THORChain Confirms $10 Million Multi-Chain Exploit... Trading Suspended and Recovery Portal Released

On May 16, 2026, the decentralized cross-chain protocol THORChain officially confirmed a sophisticated multi-chain exploit that resulted in an asset outflow of approximately $10 million. The protocol team immediately suspended trading to prevent further damage and launched a dedicated recovery portal today to help affected users revoke malicious approvals and claim refunds.

The incident came to light on May 15, 2026, when on-chain investigator ZachXBT first identified suspicious wallet activity. Initially, the damage was estimated at approximately $7.4 million, but it was later revised upward to a total of over $10 million in assets leaked across multiple blockchains, including Bitcoin (BTC), Ethereum (ETH), BNB Chain, and the Base network, during a detailed investigation.

THORChain has confirmed an exploit across four chains and has launched a recovery portal where affected users can revoke malicious approvals and claim refunds.

According to a report from security firm PeckShield, the attacker targeted a vulnerability in THORChain's core asset management system, the Asgard Vaults. The stolen funds are being moved and distributed to specific Bitcoin addresses and Ethereum-based wallets, and the protocol has requested major exchanges to freeze the relevant addresses.

Technical Vulnerability of Asgard Vaults Exposed

Technical analysis results show that this exploit took advantage of a unique structural vulnerability in THORChain, which manages assets across multiple chains simultaneously. The attacker bypassed the verification logic within the Asgard vaults to execute unauthorized asset withdrawals, resulting in the outflow of 36.75 BTC, worth approximately $3 million, from the Bitcoin network alone.
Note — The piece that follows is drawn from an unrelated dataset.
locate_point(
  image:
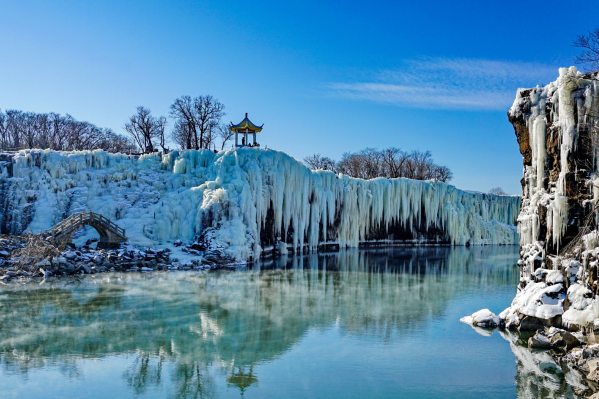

The specific scale of damage and asset status by chain are as follows.

• Bitcoin (BTC) Network: Confirmed outflow of 36.75 BTC worth approximately $3 million
• Ethereum, BNB Chain, Base: Multi-asset outflow of approximately $7 million occurred
• Total Damage: Currently estimated between approximately $10 million and $10.7 million

Immediately after becoming aware of the incident, the THORChain team took emergency measures to temporarily suspend all transactions and signing functions on the network. As a result, all cross-chain swaps and liquidity provision activities are currently halted, and the team stated they plan to maintain this state until the system's safety is fully secured. This suspension of transactions is serving as an essential defensive mechanism to prevent further asset theft.

The recovery portal, officially launched today, is a key remedy for users directly affected by this exploit. Users must access the portal to immediately revoke malicious smart contract approvals granted to their wallets and can proceed with refund applications for lost assets according to the procedures established by the protocol. THORChain is providing a step-by-step guide to ensure victims can safely recover their assets.

Market Impact and RUNE Token Volatility

As news of the security incident reached the market, the price of RUNE, THORChain's native token, showed a steep decline. As of May 16, 2026, the RUNE price fell by approximately 11% to 12% compared to the previous day, dropping to the $0.5146 level, which is interpreted as a reflection of selling pressure from investors due to the decline in the protocol's credibility.

This incident serves as another reminder of the ongoing security crisis in the DeFi industry throughout 2026. Following the large-scale outflow incidents at Drift Protocol and KelpDAO last April, the fact that cross-chain bridge infrastructure remains a primary target for hackers is raising concerns within the industry. Experts point out that as the complexity of multi-chain protocols increases, the importance of security audits and real-time monitoring has grown even further.

THORChain is currently preparing a detailed post-mortem report and plans to resume services in stages after fully addressing the security vulnerabilities. Protocol officials urged users to exercise extreme caution, as recovery instructions or links from sources other than official channels are likely to be phishing attempts. The future resumption schedule is expected to be determined based on the progress of security hardening efforts.